Linearity Assumption

Lead Author(s): Peter Bacchetti, PhD

In regression models, numeric predictors are assumed to have a linear association with the outcome. In mathematical terms with a predictor X and outcome Y, this means a model like:

Y = a + bX + <other predictors' effects>, where a and b are constants.

(For some types of models, a function of Y is used instead of Y itself, like the log odds for logistic regression or log hazard for Cox proportional hazards regression.)

A less mathematical way to think about this assumption is that it means that each 1 unit difference in the predictor is associated with the same effect on the outcome regardless of whether it is a difference between 0 and 1 or between 100 and 101. Similarly, each 10 point difference is associated with the same effect on the outcome regardless of whether it is a difference between 5 and 15 or between 150 and 160 or between 2345 and 2355.

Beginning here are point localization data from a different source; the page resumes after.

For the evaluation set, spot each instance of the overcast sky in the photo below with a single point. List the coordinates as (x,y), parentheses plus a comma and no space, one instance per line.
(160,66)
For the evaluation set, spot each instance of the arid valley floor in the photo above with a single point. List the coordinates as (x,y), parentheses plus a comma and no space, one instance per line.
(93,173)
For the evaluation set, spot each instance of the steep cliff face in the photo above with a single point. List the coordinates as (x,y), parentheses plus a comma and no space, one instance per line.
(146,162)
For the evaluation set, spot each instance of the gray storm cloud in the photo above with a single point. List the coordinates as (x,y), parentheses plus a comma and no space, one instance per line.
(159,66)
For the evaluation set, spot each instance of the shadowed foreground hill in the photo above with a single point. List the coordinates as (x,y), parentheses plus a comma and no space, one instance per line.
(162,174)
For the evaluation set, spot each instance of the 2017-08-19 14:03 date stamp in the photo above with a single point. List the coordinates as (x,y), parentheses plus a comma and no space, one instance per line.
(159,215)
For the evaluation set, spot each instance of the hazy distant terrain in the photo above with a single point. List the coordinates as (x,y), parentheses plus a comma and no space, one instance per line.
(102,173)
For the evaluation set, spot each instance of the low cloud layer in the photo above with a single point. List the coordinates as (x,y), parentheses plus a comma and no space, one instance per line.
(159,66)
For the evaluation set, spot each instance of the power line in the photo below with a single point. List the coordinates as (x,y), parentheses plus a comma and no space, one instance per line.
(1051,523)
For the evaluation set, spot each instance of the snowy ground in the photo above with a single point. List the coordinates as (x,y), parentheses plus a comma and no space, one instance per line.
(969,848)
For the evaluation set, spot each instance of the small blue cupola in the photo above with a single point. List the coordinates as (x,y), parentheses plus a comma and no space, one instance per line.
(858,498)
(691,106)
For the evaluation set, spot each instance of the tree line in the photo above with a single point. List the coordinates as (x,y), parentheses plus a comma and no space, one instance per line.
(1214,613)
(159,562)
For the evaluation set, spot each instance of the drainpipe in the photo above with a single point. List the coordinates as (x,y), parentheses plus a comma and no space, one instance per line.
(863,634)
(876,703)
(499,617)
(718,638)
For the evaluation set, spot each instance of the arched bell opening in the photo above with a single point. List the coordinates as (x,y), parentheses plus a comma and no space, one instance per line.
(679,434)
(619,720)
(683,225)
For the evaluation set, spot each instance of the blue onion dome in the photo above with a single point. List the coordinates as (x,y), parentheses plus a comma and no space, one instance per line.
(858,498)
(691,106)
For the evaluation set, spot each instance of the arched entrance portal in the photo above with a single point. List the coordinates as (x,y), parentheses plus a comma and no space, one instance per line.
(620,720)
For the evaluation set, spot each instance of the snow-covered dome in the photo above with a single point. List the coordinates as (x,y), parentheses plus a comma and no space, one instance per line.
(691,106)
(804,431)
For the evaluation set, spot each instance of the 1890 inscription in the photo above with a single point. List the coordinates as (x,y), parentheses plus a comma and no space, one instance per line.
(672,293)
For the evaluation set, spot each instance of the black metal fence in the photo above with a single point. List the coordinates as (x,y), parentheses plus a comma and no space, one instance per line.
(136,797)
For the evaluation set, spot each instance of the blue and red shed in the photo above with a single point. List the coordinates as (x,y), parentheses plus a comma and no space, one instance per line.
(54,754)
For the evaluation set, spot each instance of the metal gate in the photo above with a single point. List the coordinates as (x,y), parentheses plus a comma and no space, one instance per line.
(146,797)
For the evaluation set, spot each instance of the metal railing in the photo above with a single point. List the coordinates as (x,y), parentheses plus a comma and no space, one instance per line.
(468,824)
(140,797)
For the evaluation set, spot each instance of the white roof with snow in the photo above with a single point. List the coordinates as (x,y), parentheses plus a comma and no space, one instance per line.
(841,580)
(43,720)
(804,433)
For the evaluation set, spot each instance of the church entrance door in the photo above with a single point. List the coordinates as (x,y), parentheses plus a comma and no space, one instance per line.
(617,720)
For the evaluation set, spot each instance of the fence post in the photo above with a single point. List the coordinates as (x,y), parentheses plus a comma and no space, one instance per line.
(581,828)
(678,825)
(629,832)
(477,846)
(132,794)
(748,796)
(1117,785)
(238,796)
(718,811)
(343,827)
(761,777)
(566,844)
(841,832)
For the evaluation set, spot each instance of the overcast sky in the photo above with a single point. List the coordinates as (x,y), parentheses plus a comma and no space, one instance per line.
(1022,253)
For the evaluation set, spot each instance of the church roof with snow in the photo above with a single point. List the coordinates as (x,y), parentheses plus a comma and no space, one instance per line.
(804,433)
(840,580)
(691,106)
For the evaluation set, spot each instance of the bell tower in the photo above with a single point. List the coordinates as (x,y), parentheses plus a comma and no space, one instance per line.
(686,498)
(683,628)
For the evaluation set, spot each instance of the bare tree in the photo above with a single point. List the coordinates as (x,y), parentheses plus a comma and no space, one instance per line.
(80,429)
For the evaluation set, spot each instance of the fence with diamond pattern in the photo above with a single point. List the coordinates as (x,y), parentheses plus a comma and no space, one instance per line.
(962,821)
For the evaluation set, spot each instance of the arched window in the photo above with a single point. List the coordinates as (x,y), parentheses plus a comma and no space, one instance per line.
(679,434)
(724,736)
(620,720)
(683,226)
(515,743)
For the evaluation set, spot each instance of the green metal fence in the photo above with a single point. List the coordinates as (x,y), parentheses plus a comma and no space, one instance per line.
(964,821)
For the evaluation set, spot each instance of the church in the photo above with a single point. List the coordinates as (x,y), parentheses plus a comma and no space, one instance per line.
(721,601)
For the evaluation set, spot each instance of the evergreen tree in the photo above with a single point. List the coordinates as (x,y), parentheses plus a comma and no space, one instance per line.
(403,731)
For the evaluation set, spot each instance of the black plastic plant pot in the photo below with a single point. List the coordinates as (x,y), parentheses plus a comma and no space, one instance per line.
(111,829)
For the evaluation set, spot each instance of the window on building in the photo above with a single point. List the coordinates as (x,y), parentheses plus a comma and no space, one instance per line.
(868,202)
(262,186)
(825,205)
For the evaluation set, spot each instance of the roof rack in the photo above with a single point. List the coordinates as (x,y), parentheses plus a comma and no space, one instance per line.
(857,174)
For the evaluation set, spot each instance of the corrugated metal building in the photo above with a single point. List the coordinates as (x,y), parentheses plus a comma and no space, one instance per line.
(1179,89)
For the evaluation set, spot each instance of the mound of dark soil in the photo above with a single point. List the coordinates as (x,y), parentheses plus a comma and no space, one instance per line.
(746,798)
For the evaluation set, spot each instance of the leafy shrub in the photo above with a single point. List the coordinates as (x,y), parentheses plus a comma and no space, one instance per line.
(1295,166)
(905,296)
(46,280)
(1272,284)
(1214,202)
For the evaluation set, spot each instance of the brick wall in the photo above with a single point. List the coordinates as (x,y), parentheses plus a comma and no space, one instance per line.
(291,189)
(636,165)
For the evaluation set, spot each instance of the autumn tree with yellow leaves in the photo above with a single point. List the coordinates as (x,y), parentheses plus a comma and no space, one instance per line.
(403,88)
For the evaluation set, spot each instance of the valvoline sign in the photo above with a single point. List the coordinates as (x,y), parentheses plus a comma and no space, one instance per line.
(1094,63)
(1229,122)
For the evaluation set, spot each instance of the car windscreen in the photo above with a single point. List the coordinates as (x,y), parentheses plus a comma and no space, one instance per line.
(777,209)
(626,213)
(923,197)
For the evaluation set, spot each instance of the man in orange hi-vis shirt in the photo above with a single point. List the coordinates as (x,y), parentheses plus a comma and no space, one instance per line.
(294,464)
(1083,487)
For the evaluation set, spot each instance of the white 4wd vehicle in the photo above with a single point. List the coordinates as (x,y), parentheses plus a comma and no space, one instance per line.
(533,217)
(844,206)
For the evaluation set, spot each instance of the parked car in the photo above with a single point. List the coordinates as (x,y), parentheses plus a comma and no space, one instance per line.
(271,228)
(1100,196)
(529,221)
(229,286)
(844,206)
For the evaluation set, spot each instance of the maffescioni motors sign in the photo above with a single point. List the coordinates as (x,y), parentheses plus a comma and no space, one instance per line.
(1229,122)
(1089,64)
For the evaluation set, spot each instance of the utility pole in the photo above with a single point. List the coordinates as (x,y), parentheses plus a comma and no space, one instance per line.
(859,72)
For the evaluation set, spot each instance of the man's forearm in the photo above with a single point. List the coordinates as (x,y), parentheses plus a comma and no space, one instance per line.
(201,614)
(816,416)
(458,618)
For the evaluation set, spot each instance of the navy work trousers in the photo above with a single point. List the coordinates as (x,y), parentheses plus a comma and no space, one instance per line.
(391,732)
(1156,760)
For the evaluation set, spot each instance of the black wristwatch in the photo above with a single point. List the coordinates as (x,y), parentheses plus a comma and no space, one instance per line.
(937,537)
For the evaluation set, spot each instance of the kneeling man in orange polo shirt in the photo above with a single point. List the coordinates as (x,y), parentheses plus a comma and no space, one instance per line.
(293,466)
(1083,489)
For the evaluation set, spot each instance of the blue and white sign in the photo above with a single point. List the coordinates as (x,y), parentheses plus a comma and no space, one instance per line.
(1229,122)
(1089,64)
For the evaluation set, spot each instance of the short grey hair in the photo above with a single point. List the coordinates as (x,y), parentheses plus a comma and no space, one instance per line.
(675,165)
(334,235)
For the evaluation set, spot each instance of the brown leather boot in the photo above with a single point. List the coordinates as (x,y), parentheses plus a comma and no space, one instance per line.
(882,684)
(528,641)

A simple way to relax this assumption is to add a quadratic term for X to the model, Xsquared = X times X. If the P-value for Xsquared is <0.05, this is usually considered to be strong evidence that the linearity assumption is inaccurate. In this case, a more flexible model can be fitted by categorizing X, using linear splines, or simply retaining Xsquared in the model. Categorizing or using linear splines will provide interpretable regression coefficients, but retaining Xsquared or fitting a higher order polynomial model will usually necessitate a graphical depiction of the effect of X to aid interpretation.